Taltos (Lives of the Mayfair Witches #3)(89)
Author: Anne Rice

“No, you lie to yourself and everyone else,” said Yuri. “Everything that you are is because of the Talamasca.”

“That’s a contemptible thought! Have I given the Talamasca nothing? Besides, it was never my idea to hurt our own members! The doctors involved, yes, I agreed to this, though again I would never have proposed it.”

“You did kill Dr. Samuel Larkin?” asked Rowan in her low, expressionless voice, probing but not meaning to alarm him.

“Larkin, Larkin … Oh, I don’t know. I get confused. You see, my helpers had some very different notions from mine, about what was required to keep the whole thing secret. You might say I went along with the more daring aspects of the plan. In truth, I can’t imagine simply killing another human being.”

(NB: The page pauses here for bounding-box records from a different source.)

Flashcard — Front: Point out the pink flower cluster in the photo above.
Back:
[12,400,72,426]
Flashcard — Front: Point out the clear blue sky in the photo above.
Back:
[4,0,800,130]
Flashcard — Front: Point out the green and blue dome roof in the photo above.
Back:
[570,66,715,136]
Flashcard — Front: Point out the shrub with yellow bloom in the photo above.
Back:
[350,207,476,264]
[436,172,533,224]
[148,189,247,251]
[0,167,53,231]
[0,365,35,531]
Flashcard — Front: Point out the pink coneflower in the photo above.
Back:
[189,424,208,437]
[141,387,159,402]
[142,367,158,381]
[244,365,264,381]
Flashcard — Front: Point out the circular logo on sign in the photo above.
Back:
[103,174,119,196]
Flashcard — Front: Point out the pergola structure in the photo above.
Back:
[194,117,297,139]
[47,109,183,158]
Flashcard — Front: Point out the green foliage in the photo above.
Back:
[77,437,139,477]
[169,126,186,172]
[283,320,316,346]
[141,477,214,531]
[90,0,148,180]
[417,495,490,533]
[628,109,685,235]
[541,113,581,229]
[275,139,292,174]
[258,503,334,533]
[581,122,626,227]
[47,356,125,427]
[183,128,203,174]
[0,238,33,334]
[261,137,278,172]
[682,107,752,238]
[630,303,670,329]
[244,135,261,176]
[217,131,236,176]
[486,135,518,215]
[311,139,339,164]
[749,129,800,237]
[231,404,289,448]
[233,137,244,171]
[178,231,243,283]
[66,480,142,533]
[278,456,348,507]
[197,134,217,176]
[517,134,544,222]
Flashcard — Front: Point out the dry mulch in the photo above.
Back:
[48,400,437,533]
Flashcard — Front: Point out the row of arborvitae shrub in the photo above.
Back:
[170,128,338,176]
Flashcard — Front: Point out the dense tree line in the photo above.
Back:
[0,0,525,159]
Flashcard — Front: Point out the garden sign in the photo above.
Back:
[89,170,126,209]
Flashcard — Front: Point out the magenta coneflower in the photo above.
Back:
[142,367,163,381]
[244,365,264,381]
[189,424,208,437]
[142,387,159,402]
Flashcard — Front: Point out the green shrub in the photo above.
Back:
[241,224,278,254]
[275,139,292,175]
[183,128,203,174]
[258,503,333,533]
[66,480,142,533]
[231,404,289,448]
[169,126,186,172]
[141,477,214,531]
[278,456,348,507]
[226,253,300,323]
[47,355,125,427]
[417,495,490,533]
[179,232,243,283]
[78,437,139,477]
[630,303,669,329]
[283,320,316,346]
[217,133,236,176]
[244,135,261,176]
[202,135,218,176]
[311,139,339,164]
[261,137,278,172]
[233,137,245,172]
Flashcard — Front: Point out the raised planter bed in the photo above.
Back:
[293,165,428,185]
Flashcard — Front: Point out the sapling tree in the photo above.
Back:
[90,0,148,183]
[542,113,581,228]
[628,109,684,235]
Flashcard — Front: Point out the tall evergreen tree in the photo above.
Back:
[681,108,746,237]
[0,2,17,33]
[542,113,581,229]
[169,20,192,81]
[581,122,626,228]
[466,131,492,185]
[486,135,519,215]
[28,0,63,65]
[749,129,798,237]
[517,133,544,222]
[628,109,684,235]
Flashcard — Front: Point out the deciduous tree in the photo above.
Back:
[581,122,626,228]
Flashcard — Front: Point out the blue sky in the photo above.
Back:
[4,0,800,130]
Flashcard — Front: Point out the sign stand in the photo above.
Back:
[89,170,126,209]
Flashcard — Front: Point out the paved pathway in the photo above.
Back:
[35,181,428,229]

He glared at Ash, accusingly.

“And your helpers, their names?” asked Michael. His tone was not unlike Rowan’s, low-key, entirely pragmatic. “The men in New Orleans, Norgan and Stolov, you invited those men to share these secrets?”

“No, of course not,” declared Gordon. “They weren’t really members, any more than Yuri here was a member. They were merely investigators for us, couriers, that kind of thing. But by that time it had … it had gotten out of hand, perhaps. I can’t say. I only know my friends, my confidants, they felt they could control those men with secrets and money. That’s what it’s always about, corruption—secrets and money. But let’s get away from all that. What matters here is the discovery itself. That is what is pure and what redeems everything.”

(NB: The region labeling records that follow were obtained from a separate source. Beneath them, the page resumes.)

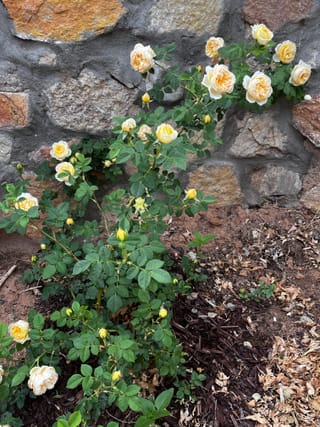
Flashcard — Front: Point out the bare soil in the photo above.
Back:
[0,206,320,427]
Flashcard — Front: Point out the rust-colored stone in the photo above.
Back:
[243,0,313,31]
[3,0,126,42]
[293,95,320,147]
[0,92,29,128]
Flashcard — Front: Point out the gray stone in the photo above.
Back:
[46,70,137,134]
[149,0,224,35]
[251,165,302,197]
[0,134,12,164]
[230,112,287,158]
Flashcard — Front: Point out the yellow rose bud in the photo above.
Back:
[156,123,178,144]
[186,188,197,200]
[273,40,297,64]
[289,59,311,86]
[206,37,224,58]
[242,71,273,105]
[111,371,121,382]
[159,307,168,319]
[201,64,236,99]
[251,24,273,46]
[121,119,137,133]
[98,328,108,339]
[8,320,30,344]
[203,114,211,125]
[116,228,128,242]
[141,92,151,104]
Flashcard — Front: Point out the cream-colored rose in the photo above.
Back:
[130,43,156,73]
[156,123,178,144]
[14,193,38,212]
[8,320,30,344]
[28,365,58,396]
[206,37,224,58]
[0,365,4,384]
[251,24,273,46]
[289,59,311,86]
[121,118,137,133]
[242,71,273,105]
[137,125,152,142]
[50,141,71,161]
[273,40,297,64]
[202,64,236,99]
[55,162,75,185]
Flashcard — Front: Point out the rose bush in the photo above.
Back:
[0,24,311,427]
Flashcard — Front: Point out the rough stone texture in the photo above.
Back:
[0,134,12,164]
[293,95,320,147]
[243,0,313,31]
[46,70,137,134]
[188,160,242,206]
[251,165,302,197]
[300,185,320,213]
[230,112,287,158]
[3,0,126,42]
[0,92,29,128]
[150,0,224,35]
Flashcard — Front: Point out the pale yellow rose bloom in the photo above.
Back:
[130,43,156,73]
[186,188,197,200]
[111,371,121,382]
[251,24,273,46]
[50,141,71,161]
[55,162,75,185]
[121,118,137,133]
[8,320,30,344]
[137,124,152,142]
[28,365,58,396]
[273,40,297,64]
[0,365,4,384]
[156,123,178,144]
[242,71,273,105]
[202,64,236,99]
[206,37,224,58]
[14,193,38,212]
[289,59,311,86]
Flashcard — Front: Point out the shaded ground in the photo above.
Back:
[0,206,320,427]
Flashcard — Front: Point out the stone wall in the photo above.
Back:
[0,0,320,209]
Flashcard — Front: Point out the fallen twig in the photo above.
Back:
[0,265,17,288]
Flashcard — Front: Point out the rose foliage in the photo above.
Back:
[0,24,311,427]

“It redeems nothing!” said Yuri. “For gain you took your knowledge! A common traitor, looting the archives for personal gain.”

“Nothing could be farther from the truth,” declared Gordon.

“Yuri, let him go on,” said Michael quietly. Gordon calmed himself with remarkable will, appealing to Yuri again in a manner that infuriated Yuri.

“How can you think that my goals were other than spiritual?” asked Gordon. “I, who have grown up in the shadow of Glastonbury Tor, who all his life has been devoted to esoteric knowledge, only for the light it brings into our souls?”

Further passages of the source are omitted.